Dipublikasikan 14 Juli 2025 oleh admin
Sosial Politik

Yogyakarta, zekriansyah.com – Pernahkah Anda merasa bahwa meskipun banyak orang bekerja, kehidupan layak masih terasa jauh? Angka pengangguran mungkin terlihat menurun, tapi di balik statistik yang membaik ini, ada realitas yang sering luput dari perhatian: banyak pekerja di Indonesia ternyata masih berjuang keras untuk sekadar memenuhi kebutuhan dasar. Fenomena ini bukan lagi sekadar tantangan, melainkan sebuah bukti darurat pekerjaan layak di negeri kita. Mayoritas pekerja, bahkan yang sudah memiliki pekerjaan, masih terjebak dalam lingkaran gaji yang pas-pasan, bahkan di bawah standar kelayakan.

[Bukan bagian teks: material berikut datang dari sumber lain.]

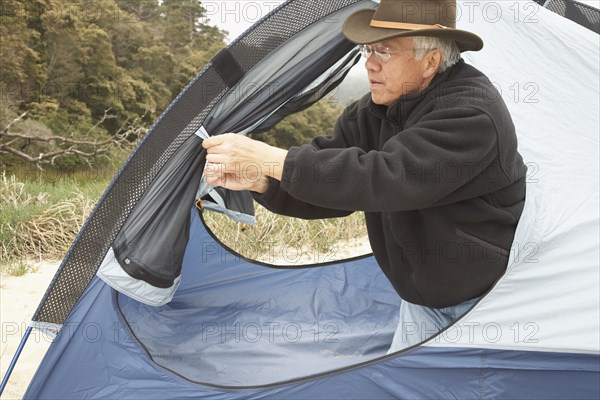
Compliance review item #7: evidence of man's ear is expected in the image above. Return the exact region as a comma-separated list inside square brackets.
[423, 49, 444, 79]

Bukti Nyata Indonesia Darurat Pekerjaan Layak: Mayoritas Pekerja Terjebak Gaji Pas-pasan

Ilustrasi di atas menggambarkan realitas kelam pekerja Indonesia yang mayoritas terperangkap dalam gaji pas-pasan, mengindikasikan darurat pekerjaan layak di tengah penurunan angka pengangguran.

Artikel ini akan mengupas tuntas mengapa situasi ini bisa terjadi dan apa dampaknya bagi kita semua. Mari kita selami lebih dalam fakta-fakta yang ada, agar kita bisa memahami gambaran utuh tentang kondisi ketenagakerjaan dan kebutuhan akan pekerjaan layak di Indonesia.

Di Balik Angka Pengangguran yang Menurun: Ada Apa?

Badan Pusat Statistik (BPS) mencatat, tingkat pengangguran terbuka (TPT) Indonesia pada Agustus 2024 memang menunjukkan angka yang menggembirakan, yaitu 4,91 persen. Angka ini bahkan lebih rendah dari kondisi sebelum pandemi COVID-19. Sekilas, ini seperti kabar baik yang menandakan ekonomi kita pulih dan lapangan kerja tercipta.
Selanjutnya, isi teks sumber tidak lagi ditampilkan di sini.